All Hail To The Mighty Bluefish

I’ll admit right up front that my preparation for the season is drastically different than most of you. How do I know that ? Well, I am friends on FB with many of you and see where your mind is at at any given time. Many of you have already went balls to the wall in pursuit of stripers and yes, few of you are tired of sticking your arms so far out to make those schoolies look a bit more fierce.

I’ve been there. I’ve done it all from small Redfin’s with thick gloves to deal with frost to chunking bunker with big Lami conventional reel for some of the biggest bass of the year in April on north shore of LI. But in last few years I became a late starter. Not sure if its the fact that we spend so much time away from home in winter with our regular jobs and then doing shows on weekend. Plus traveling to visit colleges with my daughter and going to gym six days a week all take a tool. Then you got the crippling pain in shoulder and wrist than makes me almost useless on a construction site after few hours.

I am perfectly content to wait until bluefish show up in force on the south shore. Usually on Long Island that means last week of April or first week of May depending on migration. I’ve seen reports of blues in Carolinas last week and this week I’ve seen plenty reports from South Jersey which means that everything is more of less on schedule.

Why blues and no bass?

Few reasons. Wherever I left my plugs on Thanksgiving weekend, in a jumbled tangled mess in back of my truck, they are still there. I used to change hooks on hundred or more plugs every winter but you know what I found out? That i will only use about dozen plugs a year with regularity. And probably ten of those will be Super Strike. So I only change hooks on about dozen plugs and then change the rest during year as necessary. I have no desire however to use plugs, or I should say trebles on a very angry and often large spring bluefish. But what I do have a desire to do is to throw plugs at them attached to the camera. All I do is snip the rusty hook tips so they don’t get hooked and I can get multiple strikes on the plug IF (and only IF) if you don’t have tension on the line.
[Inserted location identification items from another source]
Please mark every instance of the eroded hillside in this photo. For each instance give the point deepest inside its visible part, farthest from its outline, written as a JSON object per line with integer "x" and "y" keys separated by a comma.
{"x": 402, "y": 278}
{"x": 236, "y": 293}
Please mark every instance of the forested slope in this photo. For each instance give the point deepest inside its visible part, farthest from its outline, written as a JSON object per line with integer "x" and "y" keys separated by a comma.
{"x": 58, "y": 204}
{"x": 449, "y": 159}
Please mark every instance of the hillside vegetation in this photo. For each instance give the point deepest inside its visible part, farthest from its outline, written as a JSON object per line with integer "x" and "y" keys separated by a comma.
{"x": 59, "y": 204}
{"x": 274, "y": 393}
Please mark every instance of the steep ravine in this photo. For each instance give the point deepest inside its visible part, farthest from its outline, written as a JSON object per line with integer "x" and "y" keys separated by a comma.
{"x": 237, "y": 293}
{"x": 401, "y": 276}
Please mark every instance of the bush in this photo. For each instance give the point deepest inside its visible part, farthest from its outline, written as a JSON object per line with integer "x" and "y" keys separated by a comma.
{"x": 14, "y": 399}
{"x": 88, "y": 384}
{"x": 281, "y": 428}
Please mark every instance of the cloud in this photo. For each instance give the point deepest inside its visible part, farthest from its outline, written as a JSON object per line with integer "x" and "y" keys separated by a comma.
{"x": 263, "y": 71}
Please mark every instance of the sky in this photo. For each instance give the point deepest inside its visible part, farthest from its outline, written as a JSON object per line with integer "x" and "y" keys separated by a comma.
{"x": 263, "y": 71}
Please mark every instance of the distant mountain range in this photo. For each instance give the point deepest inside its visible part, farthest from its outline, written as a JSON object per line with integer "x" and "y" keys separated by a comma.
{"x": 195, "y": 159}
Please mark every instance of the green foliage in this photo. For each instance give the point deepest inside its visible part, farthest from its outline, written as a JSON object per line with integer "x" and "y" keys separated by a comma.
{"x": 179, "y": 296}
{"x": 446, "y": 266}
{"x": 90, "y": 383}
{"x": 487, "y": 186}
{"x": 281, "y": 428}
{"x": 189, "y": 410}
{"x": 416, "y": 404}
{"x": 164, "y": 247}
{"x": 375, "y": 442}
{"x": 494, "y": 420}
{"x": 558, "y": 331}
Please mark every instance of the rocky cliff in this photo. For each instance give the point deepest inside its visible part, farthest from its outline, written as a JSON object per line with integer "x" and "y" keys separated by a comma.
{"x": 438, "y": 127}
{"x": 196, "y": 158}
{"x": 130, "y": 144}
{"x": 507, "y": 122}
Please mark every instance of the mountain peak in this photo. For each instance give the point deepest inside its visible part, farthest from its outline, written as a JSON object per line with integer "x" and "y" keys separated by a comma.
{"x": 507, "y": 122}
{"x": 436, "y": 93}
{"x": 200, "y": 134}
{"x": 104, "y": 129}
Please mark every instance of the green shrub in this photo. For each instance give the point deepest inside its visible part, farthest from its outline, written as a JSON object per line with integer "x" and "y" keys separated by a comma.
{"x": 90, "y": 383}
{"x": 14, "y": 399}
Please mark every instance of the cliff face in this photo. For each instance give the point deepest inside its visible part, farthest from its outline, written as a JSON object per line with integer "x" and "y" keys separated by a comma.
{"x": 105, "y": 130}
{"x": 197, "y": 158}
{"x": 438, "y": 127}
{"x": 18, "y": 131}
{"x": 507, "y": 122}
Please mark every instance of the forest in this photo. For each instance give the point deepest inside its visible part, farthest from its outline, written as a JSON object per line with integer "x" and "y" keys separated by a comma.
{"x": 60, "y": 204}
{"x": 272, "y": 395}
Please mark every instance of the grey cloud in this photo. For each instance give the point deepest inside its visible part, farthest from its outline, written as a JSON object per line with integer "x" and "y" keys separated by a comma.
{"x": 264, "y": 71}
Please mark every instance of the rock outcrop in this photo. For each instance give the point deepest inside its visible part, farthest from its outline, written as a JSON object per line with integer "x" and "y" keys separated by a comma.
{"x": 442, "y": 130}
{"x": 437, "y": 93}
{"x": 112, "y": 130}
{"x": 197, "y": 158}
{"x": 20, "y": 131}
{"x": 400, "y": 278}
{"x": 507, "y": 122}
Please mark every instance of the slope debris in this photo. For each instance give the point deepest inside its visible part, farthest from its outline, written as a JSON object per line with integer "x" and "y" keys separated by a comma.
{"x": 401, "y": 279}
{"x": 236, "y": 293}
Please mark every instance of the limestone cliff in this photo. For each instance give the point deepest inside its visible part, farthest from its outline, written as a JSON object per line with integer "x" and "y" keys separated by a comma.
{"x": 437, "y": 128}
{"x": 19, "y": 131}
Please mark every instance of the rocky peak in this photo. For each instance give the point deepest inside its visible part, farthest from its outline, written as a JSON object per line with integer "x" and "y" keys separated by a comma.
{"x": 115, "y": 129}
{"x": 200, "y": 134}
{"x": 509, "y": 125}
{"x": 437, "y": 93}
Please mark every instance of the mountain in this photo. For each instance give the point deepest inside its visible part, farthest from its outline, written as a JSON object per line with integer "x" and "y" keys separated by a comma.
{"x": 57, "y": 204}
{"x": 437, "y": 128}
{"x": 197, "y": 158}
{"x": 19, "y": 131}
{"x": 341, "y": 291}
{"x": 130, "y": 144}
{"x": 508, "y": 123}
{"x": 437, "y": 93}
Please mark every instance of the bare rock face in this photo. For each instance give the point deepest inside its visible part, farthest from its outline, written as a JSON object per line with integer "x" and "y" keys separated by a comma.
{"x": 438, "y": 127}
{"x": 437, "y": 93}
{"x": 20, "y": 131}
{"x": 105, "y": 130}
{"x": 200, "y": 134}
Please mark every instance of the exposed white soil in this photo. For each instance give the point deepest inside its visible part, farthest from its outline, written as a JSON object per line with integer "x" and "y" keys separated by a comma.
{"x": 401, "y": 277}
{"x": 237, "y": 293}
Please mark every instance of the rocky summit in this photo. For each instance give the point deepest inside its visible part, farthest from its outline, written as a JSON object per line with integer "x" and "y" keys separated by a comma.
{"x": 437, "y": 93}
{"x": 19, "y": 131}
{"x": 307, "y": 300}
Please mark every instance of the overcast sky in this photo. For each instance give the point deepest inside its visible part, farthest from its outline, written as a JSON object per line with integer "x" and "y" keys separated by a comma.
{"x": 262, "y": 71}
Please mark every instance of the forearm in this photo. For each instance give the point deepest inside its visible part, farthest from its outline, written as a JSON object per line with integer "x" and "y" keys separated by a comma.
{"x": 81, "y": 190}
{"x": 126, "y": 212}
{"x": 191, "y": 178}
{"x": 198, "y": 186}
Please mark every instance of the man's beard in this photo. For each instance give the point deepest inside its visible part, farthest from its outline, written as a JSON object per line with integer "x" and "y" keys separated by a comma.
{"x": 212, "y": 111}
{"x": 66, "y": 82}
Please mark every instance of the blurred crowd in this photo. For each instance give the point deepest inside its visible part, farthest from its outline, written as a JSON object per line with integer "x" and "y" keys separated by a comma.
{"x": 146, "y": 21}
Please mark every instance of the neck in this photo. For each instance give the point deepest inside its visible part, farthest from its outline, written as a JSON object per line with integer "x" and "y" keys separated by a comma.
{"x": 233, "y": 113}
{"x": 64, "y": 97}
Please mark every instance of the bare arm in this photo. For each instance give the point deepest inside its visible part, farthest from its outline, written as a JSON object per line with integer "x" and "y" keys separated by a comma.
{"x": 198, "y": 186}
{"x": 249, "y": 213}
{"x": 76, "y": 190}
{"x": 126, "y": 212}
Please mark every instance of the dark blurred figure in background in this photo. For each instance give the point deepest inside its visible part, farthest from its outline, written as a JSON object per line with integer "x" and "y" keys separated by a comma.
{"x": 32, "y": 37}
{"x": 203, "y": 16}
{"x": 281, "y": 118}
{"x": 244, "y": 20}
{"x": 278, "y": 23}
Bluefish can be insanely thick as you can see and they will cut your line in short order if you put tension on it. Look at this trying to eat  camera twice

When I am actually trying to catch one, I’ll use a bucktail or a West End or A.O.K metal. A single hook makes it a little easier to unhook.(fairly lose drag in this video)

 

Notice I did not say “easy”. There is nothing easy about bluefish. Not the way they hit your lure, the way they pursue your lure, the way they fight and yes, the way it claps down its choppers when you are trying to remove a hook. Trust me , many of you, yours truly included, will get tired of big blues after a few days days of this bruising battle. They will shred your leaders and chomp on your lures, they will fight you to exhaustion and put your tackle to test. But while its on, its on of  the most glorious events of the season

6 comments on “All Hail To The Mighty Bluefish

  1. Jason keenan

    Z its age and experience i used to get out as soon as a top water bite would be possible. But for more then a few years now its mid may start . It certainly gets harder on the body and mind .

    Reply
    1. zhromin Post author

      I hear you. Between shoulder MRI, pain killers for wrist and other additional construction daily aches and pains, some mornings its hard just getting up. Right now it’s almost impossible for me to curl my fingers around the fishing rod, not sure how will I be able to function. I was hoping that warmer weather will maybe ease the pain

      Reply
  2. njmike

    Amen fish brothers…i fell on a jetty 2 weeks ago, think something is cracked, broken or rearranged in my knee…the blues will be here any second in NJ…i know for a fact that a freight train 15 pounder will pull me too a rocky death…ill wait a few more weeks to fall again, haha…..i have had 4 hand surgeries an a rebuilt shoulder i feel for you Z…….but….just one more cast

    Reply
  3. Joe GaNun

    One specific goal last season was to land a mega blue on a 9 wt rod from the beach. Tried but never got it done. So as I pack my bluefish bag for the next few weeks I’ll throw the 9 wt. back in the truck. Wish me luck. The leader is about 7-8 feet, the line about 95 feet nd the backing is 200 yards. It will be interesting to see how much backing he can pull.